そんな時、なにが「正しいHTML」か?ということですが・・・

  1. text/html の参照に従って、HTML2.0のみとする。
  2. もう少し視野を広げて、HTML4.0 や HTML4.01 とする。
  3. もう少し視野を広げて、W3C製の HTML3.2 も含むものとする。
  4. もう少し視野を広げて、SGML アプリケーションであるとする。
  5. もう少し視野を広げて、FLEX-HTML も含むものとする。
  6. もう少し視野を広げて、現状のブラウザの実装に即していればOKとする。
  7. もう少し視野を広げて、なんでもOKとする。

私自身は、6. 程度の考えなのですが、1. という人がいてもいいし、3. という人がいてもいいし、いろんな人がいてもよいと思っています。

DOCTYPEは必要か?

「DOCTYPEは必ず必要だ!! HTML4.0にそう書いてある!!」と自信をもって言う人がいますが、私はそうは思いません。もし、そのドキュメントが本当に HTML4.0 に準拠しているなら、HTML4.0 のドキュメントタイプをつけるべきですが、準拠しているかどうか分からないのに、見様見真似でつけることは感心できません。

もし、そのドキュメントが、FLEX-HTML1.0 に準拠しているなら・・・DOCTYPEは不要です。

DOCTYPEは、そのドキュメントが、どの仕様に準拠しているかを明示的に示すものであって欲しいと思います。

バグだらけのNetscape Communicator 4.0はNetscape社の怠慢か?

NC4.0のCSS1実装がバグだらけで使い物にならないのは事実です。しかし、これは、Netscape社の怠慢だったのでしょうか?

私自身ソフトウェア会社に勤務しています。会社の利益、自分の給料、妻子のことを考えなければなりません。Internet Explorer と Netscape Navigator の戦争が激化し、バージョンアップ版の出荷を競い合っている最中、Microsoft社の資金力に Netscape社があえいでいる最中にあんな仕様を発表すれば、こうなることは予測できたのではないでしょうか。

もちろん、バグだらけのソフトを出荷したNetscape社に非が無い訳ではありません。でも、仕様を発表さえすれば、それを実装できるかできないかは、実装会社まかせというW3Cの行動にも非があったのではないでしょうか。

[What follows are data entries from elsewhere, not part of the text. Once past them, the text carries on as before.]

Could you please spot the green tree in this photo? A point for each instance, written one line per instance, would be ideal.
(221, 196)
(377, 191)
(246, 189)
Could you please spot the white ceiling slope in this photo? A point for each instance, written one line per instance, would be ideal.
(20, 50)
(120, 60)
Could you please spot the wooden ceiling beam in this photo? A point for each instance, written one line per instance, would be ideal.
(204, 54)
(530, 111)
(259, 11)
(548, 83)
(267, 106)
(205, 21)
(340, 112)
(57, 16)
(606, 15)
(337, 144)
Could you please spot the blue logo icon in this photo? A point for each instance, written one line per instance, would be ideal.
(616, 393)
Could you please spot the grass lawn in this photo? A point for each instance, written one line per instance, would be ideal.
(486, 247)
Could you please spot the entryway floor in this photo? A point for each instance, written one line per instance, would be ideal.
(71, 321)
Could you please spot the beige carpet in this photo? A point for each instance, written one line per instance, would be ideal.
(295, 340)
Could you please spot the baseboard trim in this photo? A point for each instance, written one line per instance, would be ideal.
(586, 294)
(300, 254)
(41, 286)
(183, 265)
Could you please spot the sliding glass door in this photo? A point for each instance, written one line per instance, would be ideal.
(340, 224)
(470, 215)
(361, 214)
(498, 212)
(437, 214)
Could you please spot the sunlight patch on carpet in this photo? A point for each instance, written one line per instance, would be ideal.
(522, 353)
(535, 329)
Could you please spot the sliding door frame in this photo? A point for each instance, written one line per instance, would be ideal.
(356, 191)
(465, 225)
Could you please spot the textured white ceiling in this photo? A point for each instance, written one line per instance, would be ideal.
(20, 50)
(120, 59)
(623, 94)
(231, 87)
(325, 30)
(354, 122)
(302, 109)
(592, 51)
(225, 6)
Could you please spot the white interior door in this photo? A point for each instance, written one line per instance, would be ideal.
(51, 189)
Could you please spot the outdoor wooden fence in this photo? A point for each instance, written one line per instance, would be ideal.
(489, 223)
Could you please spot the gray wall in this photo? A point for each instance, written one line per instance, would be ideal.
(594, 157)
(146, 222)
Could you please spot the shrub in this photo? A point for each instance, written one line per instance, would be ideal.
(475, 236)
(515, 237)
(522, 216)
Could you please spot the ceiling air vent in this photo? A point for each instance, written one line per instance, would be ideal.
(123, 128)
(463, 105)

私は Microsoft よりも Netscape 擁護派なので、上記の意見はいくらか偏見があるかもしれませんが、少なくとも、仕様を検討するのが W3C ではなく、IETF であれば、もう少し違う状況になっていたと思います。

アクセシビリティレベル

アクセシビリティは、「HTMLで見栄えを記述していない」ではなく、「見栄えの記述を無視しても理解できる」ことを観点にガイドやチェックリストを設け、その網羅度によってJISマークのようなマークをつけるようにして欲しいです。(すでにそういうガイドもありますが。)

  <META NAME="Accessibility" CONTENT="Level1">

街の中のすべてのポスターを点字にする必要はありません。ポスターや絵画があってもいいし、点字図書館があってもいいし、それらを全部包含した上で、点字図書館の蔵書が増えればいいな・・・と思っています。

最後に・・・

W3C擁護派の方から、「ホームページ作成界におけるわたし(とほほ)の発言力は大きいので、個人的な意見(W3Cを非難する記述)は自重すべきだ」という意見をこれまでに何度もいただきました。

私は、「スタイルシート」を否定している訳ではありません。ただ、何も知らない初心者がホームページ作りを始める時、「今現在、使うとリスクがある」ということは言わなければならないと思っています。

また、私の管理する「ラウンジ」上で、スタイルシートを使わないという選択をした人に対して非難をあびせる人が居れば、注意する必要があると思っています。

今回のこのページは、そういう理由で作成させていただきました。